A highlight of the third-grade curriculum at Molly’s school is the “Fire and Life Safety” course taught by firefighters from our local fire department.
For five weeks beginning in September, three firefighters come once a week and teach the kids everything from how to put out a grease fire and the top causes of fire in our city, to how to draw up a home-escape plan and the importance of the words “stop, drop and roll.”
Molly is fascinated by fire trucks and machinery of any sort. She thinks ahead and has a contingency plan for everything. In other words, this program was right up her alley.
At the end of the course, the students with the highest grades on their very comprehensive homework assignments are named junior fire chiefs and receive all sorts of special awards. Molly was ever so proud to be one of two students in her class to achieve this designation.
Since then, her fire-safety training has come in handy a time or two, like when I poured some oil in a hot skillet and needed help remembering that putting the lid on and removing the pan from the stove would squelch the flames that sprang up so suddenly. (They clearly did not have an extensive fire-safety program in the schools when I was in third grade.)

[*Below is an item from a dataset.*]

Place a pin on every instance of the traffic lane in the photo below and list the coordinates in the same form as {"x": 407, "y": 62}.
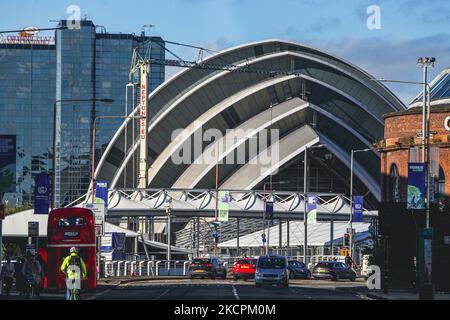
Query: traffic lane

I knew she enjoyed interacting with the firefighters, but I never really realized how thorough Molly’s training was or how much it had influenced her until a few weeks ago.
The girls and I were at my parents’ home one evening when my dad fell, hit his head on a wall and eventually became unresponsive. We called 911, and someone made sure Lilly, Molly and their visiting cousins were occupied elsewhere as we waited for help to arrive.
Lilly saw my dad fall and was, understandably, very upset. She holed herself up in the bathroom, where Randy calmed her down over the phone.
When I went to find Molly, she was in an upstairs bedroom, talking quietly with her 12-year-old cousin. She had seen the accident, too, but didn’t appear to be the slightest bit upset or scared. Some of this is due to her personality—she trends toward calm and non-dramatic most of the time. As I discovered later, however, her response went deeper than that.
After the paramedics had been there for awhile and things were looking better all around, my younger sister went back upstairs to see how our daughters were doing. Molly’s assessment was both simple and telling.
“I know what they are doing,” she said.
“I know why they are doing it.
“I am a junior fire chief.”
Well, OK then.
Seriously, what else is there to say?
As I reflect on that day, I am thankful for many things. I’m thankful that my dad is OK. I’m thankful that my sister was in town visiting that weekend, which was why we were even at my parents’ home that night. I’m thankful for my older sister, whose steady demeanor helped us do what we needed to do for my dad. I’m thankful that Randy was able to console Lilly over the phone, and that the paramedics who came to assist us were all very kind and competent.
I’m also thankful for that trio of firefighters who visited Molly’s classroom so faithfully last year, filling her then 8-year-old head with the grown-up knowledge that gave her comfort and confidence during a potentially scary situation.
There were times, that evening, when I wasn’t sure how everything was going to turn out. But in the midst of it all, when I was trying hard not to panic, my little junior fire chief was at peace.
A mom can’t ask for much more than that.